Interestingly enough, church today touched on both "Nothing" (my post for yesterday) and "Breakthrough" (what I had already decided to call this). Despite my grand plans to do "nothing" this weekend, they played a video that asked us not to do "nothing" - that at the very least we should be praying for our armed forces who are deployed, their families waiting at home for them, and for those families whose armed forces won't be coming home. At least not in a joyous homecoming. That's fair. But I was of those minor sucker-punch "d'oh"s of irony.
The sermon series has been on final days and it's been kind of interesting - not the usual run through Revelation, but looking at other things. In today's case, Elijah. On his last day, he and his attendant Elisha walked 35 miles, visiting four towns. For whatever reason, it was quite well known that this was Elijah's last day on earth and so he was visiting places where he'd founded schools. But our pastor also used it to describe stages of Christian life and the final city he related to breakthrough - a place of new blessings. (the other stages were "beginnings," "seeing God's presence," and "past victories." Breakthroughs was the one I had the least amount of notes on, but I still found it surprising that those two terms came up so obviously for me in church this morning.)

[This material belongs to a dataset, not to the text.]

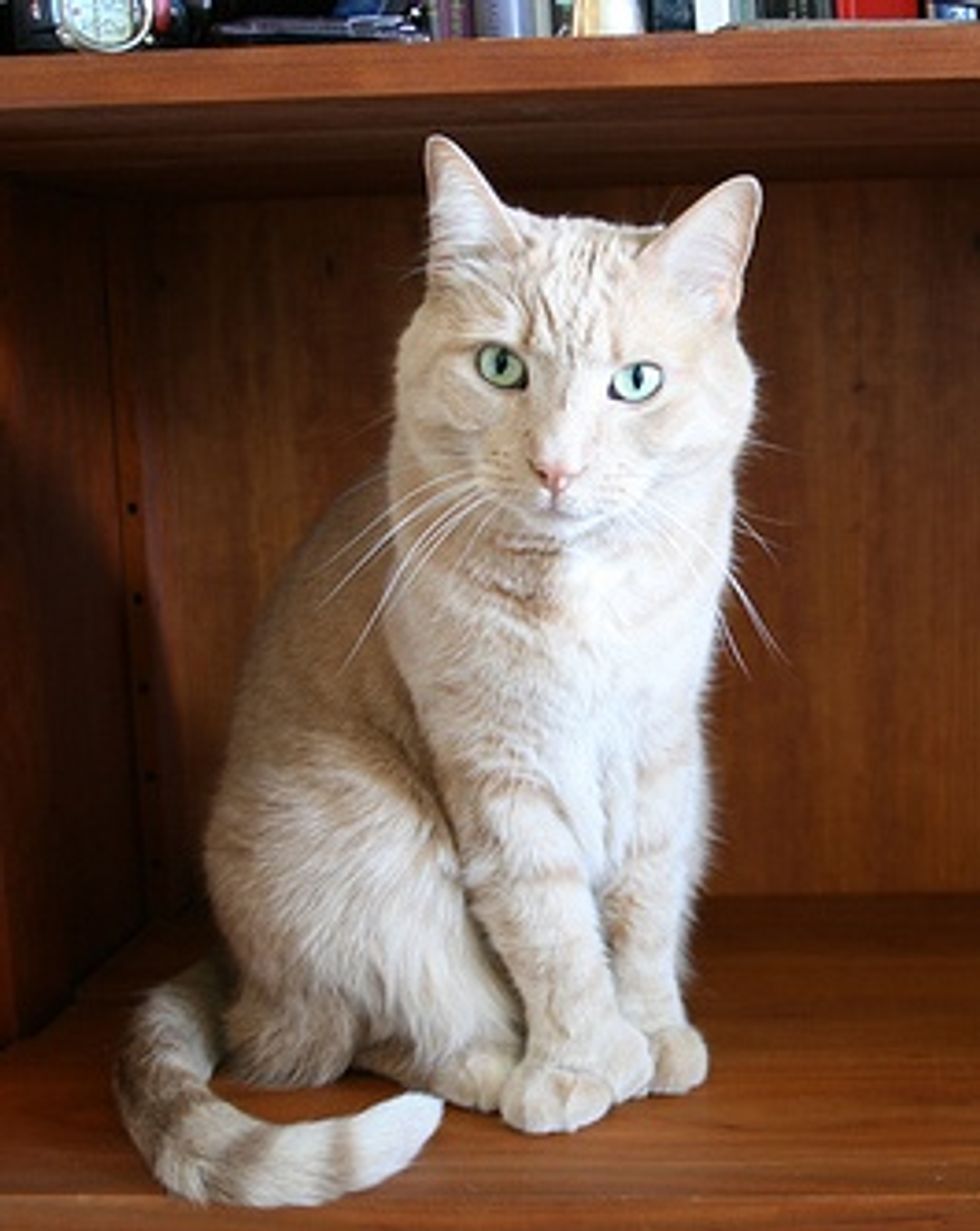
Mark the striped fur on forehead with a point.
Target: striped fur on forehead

So the breakthrough I wanted to share was an eating breakthrough. Ben has texture issues and also just some general eating issues. He doesn't like slimy food and he likes to hoard food in his hands. But this morning before church, I decided I was going to work with him. Lori was on worship team so she and Rachel had gone to the early service. So Ben and I were left to get ready on our own to go to join them for the later service. With ample time, I decided I'd work with him on eating.
So I started with applesauce. He doesn't like slimy food and he doesn't like utensils. But I'm pretty sure that it's stubbornness in some cases and I was determined to give it a decent go. So I pulled out the tiny Tollhouse Morsels and I gave him a couple. Then, making sure he was watching carefully, I placed a couple into a spoonful of cherry applesauce. He ate the bite and then immediately opened his mouth for more. I would occasionally give him some morsels before he had a chance to ask to keep him encouraged, but he ate the entire container of applesauce. He had no interest in holding the spoon, but he let me help him eat the entire thing.
I was so encouraged that I wanted to try something more. Typically, he just eats dry cereal for breakfast because he loves the crunch, they're a single bite serving and he can hold a bunch in each hand. But I didn't want to do that. Sometimes I feel like we don't challenge him because it's so hard and he's so stubborn and does such a good job of seeming so wounded.
I toasted a piece of bread, covered it with a very light coating of creamy peanut butter and strawberry jam. Then I cut it into three strips (later cutting each strip in half) and offered him a bite. A first there was a small struggle and I had to hold his hands down in his lap to keep him from covering his face. I didn't force the food into his mouth. He wanted to resist, but I wouldn't call it a fight or a struggle, he didn't push too hard against my holding his arms down, but he kept his mouth closed firmly. I held the food close and talked quietly and finally he opened his mouth. He tentatively bit into the bread without taking a bite and then decided it was ok and took a bite.
After awhile I offered another bite but though trial and error I realized my problem was that I thought he was ready for another bite sooner than he actually was. After awhile, I got the rhythm down, but after about a sixth of it, he grabbed the next piece himself. With a little coaching, he was setting it down between between bites. Here's a short video of him eating single bites and setting it down between bites, all without coaching.
This was a really exciting for me to see. I'm not sure how to repeat this, but I wonder if it has to be when there's no one else around (other meals since then haven't been nearly as positive or productive) and when there's plenty of time to go really slow and patient. An investment that's easier said than done, but oh so rewarding!